Per come inizia, La Casa di Jack parrebbe che voglia prendersi gioco di tutti, non tanto compiacere come desidera il suo protagonista, quanto irritare per le modalità parodistiche con le quali viene raffigurato il primo dei 5 incidenti di Jack (come ama definire gli omicidi che ha scelto di raccontare a Virgilio), condite da una regia che si avvale di uno stile da mockumentary per evidenziare l’atto criminoso e i tratti peculiari dell’ingegnere-artista.

Si, perché in Jack l’apice non è l’atto criminoso in sé ma il valore che se ne può trarre: la ricerca di una suggestione estetica, facendo delle vittime i protagonisti di quadri in continua trasformazione, in uno scenario dove l’arte come insegna la storia prende ispirazione da eventi criminali e macabri.

Come in natura così come quando ci poniamo di fronte all’arte e all’estro sta a noi decifrarne i messaggi, scegliendo se essere tigri o agnelli, cacciatori o prede.
Per Jack la vita è una caccia, lui è la mina vagante che non ha timore di essere catturato o scoperto per le sue imprese, è un killer freddo e amorevole verso le proprie creazioni.

Non vi è sublimazione, né tanto meno empatia verso l’estro di Jack così come è assente uno spirito perverso e gratuito nel voler mostrare paura e sofferenza.

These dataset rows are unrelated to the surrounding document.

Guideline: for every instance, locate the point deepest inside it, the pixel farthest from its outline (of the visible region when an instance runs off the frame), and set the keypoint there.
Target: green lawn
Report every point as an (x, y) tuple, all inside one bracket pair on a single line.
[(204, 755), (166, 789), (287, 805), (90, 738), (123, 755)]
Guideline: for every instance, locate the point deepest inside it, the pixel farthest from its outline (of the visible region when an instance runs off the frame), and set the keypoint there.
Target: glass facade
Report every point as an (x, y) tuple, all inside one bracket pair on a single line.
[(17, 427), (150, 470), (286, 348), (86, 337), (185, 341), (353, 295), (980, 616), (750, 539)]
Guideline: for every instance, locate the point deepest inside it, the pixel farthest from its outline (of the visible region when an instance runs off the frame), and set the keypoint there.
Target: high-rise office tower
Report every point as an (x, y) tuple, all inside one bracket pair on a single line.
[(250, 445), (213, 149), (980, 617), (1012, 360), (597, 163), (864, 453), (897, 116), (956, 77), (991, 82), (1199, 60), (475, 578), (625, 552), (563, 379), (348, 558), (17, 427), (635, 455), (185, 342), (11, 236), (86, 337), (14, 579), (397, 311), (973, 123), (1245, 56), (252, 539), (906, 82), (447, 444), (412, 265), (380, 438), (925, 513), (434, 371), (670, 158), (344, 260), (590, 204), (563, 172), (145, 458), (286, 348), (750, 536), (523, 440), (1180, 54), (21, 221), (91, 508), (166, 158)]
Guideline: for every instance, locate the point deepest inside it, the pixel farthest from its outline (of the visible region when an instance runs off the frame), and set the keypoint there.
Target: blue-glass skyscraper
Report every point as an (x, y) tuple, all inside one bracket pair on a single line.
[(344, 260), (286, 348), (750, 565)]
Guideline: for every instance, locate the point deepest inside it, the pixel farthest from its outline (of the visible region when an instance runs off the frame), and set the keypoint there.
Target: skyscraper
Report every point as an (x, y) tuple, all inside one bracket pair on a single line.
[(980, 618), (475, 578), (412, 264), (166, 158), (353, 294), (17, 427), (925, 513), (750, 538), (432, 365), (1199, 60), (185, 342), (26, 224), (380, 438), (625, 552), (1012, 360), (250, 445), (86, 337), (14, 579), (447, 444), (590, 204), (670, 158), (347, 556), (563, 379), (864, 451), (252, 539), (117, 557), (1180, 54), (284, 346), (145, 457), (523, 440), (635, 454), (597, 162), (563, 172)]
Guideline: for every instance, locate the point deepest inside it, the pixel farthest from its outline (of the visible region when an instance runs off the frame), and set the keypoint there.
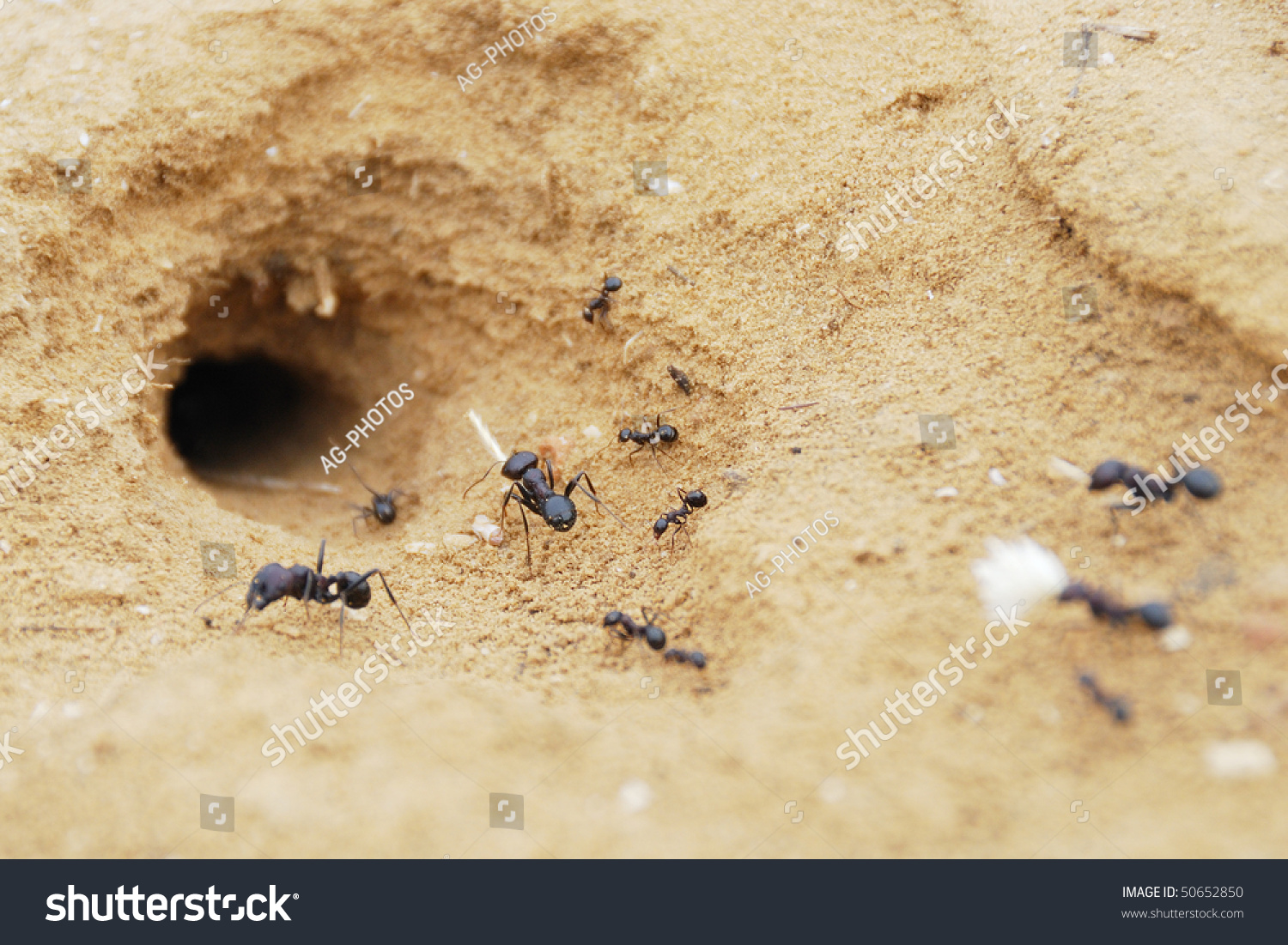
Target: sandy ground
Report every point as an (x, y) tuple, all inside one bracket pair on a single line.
[(219, 138)]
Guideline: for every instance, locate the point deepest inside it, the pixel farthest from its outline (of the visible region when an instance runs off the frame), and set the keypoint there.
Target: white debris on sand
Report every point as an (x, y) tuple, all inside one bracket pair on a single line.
[(1239, 759), (1018, 571)]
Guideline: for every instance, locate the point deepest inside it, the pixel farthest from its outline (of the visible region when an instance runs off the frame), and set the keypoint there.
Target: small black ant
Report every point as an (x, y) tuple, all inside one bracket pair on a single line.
[(1104, 607), (625, 628), (682, 380), (275, 582), (692, 501), (1200, 483), (535, 491), (659, 434), (602, 303), (381, 506), (1117, 706), (693, 657)]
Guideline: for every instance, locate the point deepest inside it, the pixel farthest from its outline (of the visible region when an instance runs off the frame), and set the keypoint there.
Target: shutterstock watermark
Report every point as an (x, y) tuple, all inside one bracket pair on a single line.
[(1141, 494), (925, 185), (925, 690), (61, 434), (349, 693)]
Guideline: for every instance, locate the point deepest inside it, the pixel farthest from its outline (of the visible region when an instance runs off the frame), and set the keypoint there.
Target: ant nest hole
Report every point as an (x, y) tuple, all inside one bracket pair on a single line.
[(283, 357)]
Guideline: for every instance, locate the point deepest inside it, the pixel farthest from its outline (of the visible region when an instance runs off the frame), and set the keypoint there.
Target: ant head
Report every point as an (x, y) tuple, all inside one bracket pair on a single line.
[(559, 512), (519, 463), (384, 509), (1202, 483), (272, 582), (1107, 474), (357, 592)]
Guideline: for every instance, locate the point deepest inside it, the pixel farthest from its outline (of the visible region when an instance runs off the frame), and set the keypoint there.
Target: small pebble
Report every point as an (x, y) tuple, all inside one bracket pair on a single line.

Mentre accresce, nel corso dei dodici anni degli omicidi di Jack, la sua naturale voglia di fare delle perversioni un affresco del gusto, diminuisce la capacità di plasmare la casa che invano tenta di realizzare, lui che è ingegnere ma si dichiara architetto incapace di creare, di farsi guidare dai materiali, ideando un’opera indecifrabile e per questo affascinante.
Non è fine a stesso o sopra le righe La Casa di Jack, poco sensazionalistico quasi che Lars Von Trier voglia farsi detestare per averci condotto ad una empasse dove non sappiamo se essere annoiati o estasiati.

Proprio per tali ragioni è un Lars Von Trier ruffiano, autoreferenziale ma anche genuino e indifeso che costruisce l’architettura della sua prospettiva sul mondo senza compromessi o indulgenza, mostrando non tanto il meglio o il peggio dell’essere umano quanto la sua multiforme natura.